The case presents important questions about how antitrust law intersects with patent infringement settlements. It also may provide insights into the enforcement priorities of the Trump administration’s FTC. The commissioners hearing the case in August will be different from those who voted to file the complaint in January 2017.
In a rare victory, Impax Laboratories Inc. prevailed over the FTC’s challenge to its patent settlement with brand drugmaker Endo Pharmaceuticals, convincing an FTC administrative law judge that the agreement was harmless. The FTC staff appealed Michael Chappell’s May 18 decision to the full commission the day it was issued.
Chappell’s decision offered a rare, full “rule of reason” analysis of how to balance the possible benefits of such agreements against the threat companies might be using them to thwart competition. “This is unusual,” University of Memphis Law School Professor John Newman told Bloomberg Law. “Balancing cases are rare.”
Enforcement against drugmakers’ agreements to delay generic competition to name-brand drugs was a signature priority of the Obama administration’s FTC. The agency won an important victory in the U.S. Supreme Court in FTC v. Actavis in 2013 that set a new standard for reviewing whether such agreements violate the antitrust laws.
But over the ensuing years, the law has developed slowly. There has been only one full-fledged jury trial on an alleged “pay-for-delay” deal among drug companies, which yielded a mixed verdict.
A rule of reason test, mandated by the Supreme Court in Actavis, involves three steps that shift the burden of proof between the parties. Cases typically turn on the earlier steps in the analysis, making it rare for a court to work through all three steps.
Chappell first determined that the FTC staff carried its burden of showing that Endo, suing for patent infringement, made a large payment to defendant Impax. Ordinarily, the accused patent infringer pays to exit a lawsuit, so a “reverse payment” from the patent holder like this one sometimes suggests a secret anticompetitive deal, the Supreme Court held.
But then Chappell accepted the argument that the deal benefited competition because it removed risks Impax faced in launching a generic, which may have meant the generic launched on the market sooner than it would have otherwise. Chappell saw no other less harmful way Impax could have removed those risks.

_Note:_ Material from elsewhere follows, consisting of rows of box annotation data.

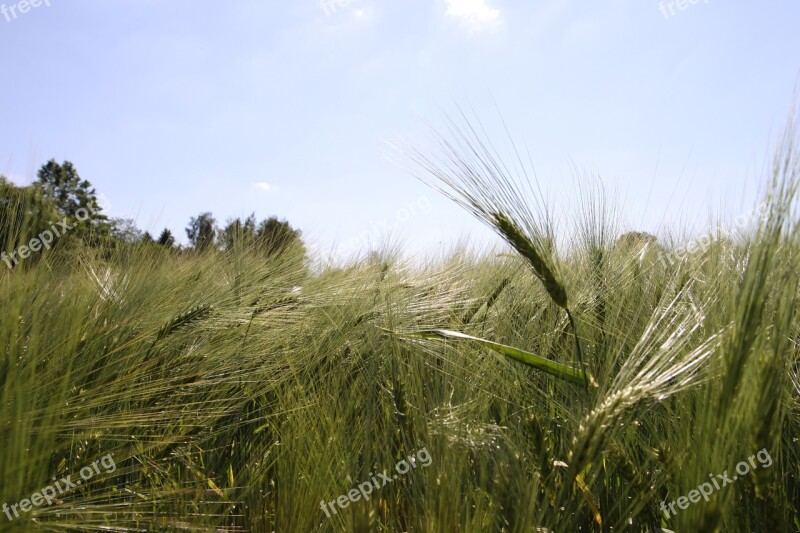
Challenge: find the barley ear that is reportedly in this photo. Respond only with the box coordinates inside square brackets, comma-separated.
[493, 213, 568, 310]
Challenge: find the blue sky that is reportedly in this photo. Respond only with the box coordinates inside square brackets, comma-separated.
[0, 0, 800, 258]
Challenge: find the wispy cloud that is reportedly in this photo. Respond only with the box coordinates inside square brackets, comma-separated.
[445, 0, 500, 26]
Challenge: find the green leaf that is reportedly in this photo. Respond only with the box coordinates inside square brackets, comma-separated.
[381, 328, 597, 387]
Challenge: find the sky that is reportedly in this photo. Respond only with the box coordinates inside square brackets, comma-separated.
[0, 0, 800, 255]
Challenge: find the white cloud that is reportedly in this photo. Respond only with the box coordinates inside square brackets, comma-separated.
[445, 0, 500, 26]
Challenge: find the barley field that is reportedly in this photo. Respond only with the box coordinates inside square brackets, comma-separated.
[0, 116, 800, 532]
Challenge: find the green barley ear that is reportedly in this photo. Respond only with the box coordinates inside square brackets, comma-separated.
[494, 213, 569, 311]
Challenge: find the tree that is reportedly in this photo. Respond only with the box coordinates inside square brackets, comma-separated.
[219, 213, 256, 250]
[256, 217, 305, 256]
[0, 176, 59, 264]
[37, 159, 112, 245]
[111, 218, 144, 244]
[157, 228, 175, 248]
[186, 212, 217, 251]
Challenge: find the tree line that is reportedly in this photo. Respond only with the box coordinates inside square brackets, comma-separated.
[0, 160, 305, 266]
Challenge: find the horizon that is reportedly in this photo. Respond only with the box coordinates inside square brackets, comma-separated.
[0, 0, 800, 255]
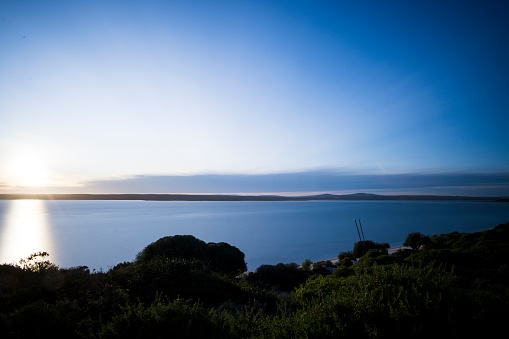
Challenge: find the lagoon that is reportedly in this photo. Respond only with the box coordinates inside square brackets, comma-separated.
[0, 200, 509, 271]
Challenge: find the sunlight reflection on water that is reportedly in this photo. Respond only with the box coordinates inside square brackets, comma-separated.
[0, 200, 55, 263]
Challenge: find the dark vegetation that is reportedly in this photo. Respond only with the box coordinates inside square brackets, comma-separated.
[0, 223, 509, 338]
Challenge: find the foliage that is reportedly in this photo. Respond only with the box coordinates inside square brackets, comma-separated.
[352, 240, 390, 258]
[0, 223, 509, 338]
[136, 235, 247, 276]
[403, 232, 430, 250]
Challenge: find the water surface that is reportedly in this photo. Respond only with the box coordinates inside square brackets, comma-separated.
[0, 200, 509, 270]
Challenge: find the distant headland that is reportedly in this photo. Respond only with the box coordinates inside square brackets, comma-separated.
[0, 193, 500, 202]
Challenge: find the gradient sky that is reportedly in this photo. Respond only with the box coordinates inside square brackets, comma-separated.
[0, 0, 509, 195]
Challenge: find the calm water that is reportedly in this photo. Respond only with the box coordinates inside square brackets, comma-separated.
[0, 200, 509, 271]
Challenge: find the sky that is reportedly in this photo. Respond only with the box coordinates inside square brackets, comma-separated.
[0, 0, 509, 196]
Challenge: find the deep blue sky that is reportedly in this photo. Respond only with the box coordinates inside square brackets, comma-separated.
[0, 0, 509, 195]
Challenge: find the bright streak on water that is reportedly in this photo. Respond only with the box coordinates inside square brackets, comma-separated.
[0, 200, 56, 263]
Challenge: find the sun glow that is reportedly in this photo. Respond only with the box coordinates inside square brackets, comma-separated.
[10, 156, 49, 187]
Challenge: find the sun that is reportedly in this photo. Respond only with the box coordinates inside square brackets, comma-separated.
[10, 156, 49, 187]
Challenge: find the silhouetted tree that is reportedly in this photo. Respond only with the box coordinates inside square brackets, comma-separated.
[403, 232, 430, 250]
[353, 240, 390, 258]
[206, 242, 247, 276]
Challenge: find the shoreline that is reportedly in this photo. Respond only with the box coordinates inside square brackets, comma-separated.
[0, 193, 500, 202]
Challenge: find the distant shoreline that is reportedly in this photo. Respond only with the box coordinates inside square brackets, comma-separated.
[0, 193, 500, 202]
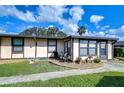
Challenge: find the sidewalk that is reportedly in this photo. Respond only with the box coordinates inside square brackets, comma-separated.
[0, 63, 124, 85]
[0, 67, 106, 85]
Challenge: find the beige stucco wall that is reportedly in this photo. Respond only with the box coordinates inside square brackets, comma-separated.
[37, 39, 47, 57]
[12, 53, 23, 58]
[73, 39, 79, 61]
[57, 40, 64, 54]
[1, 37, 11, 59]
[108, 41, 113, 59]
[24, 38, 35, 58]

Chappell’s ruling against the FTC is unusual because it applies a full burden-shifting and balancing analysis, Newman said. An empirical study by Rutgers Law School Professor Michael Carrier found that such analysis has been used in only 2 percent of cases between 1999 and 2009. In the preceding 20 years, it was used in 4 percent of cases.
Chappell’s conclusion based on that analysis is even rarer. Carrier’s study found only two decisions in a decade, out of 222 total, in which a defendant’s claims of pro-competitive benefits carried the day.
Newman said Chappell weighed a weak showing of harm to the market against what he considered a strong showing of benefits from the patent settlement.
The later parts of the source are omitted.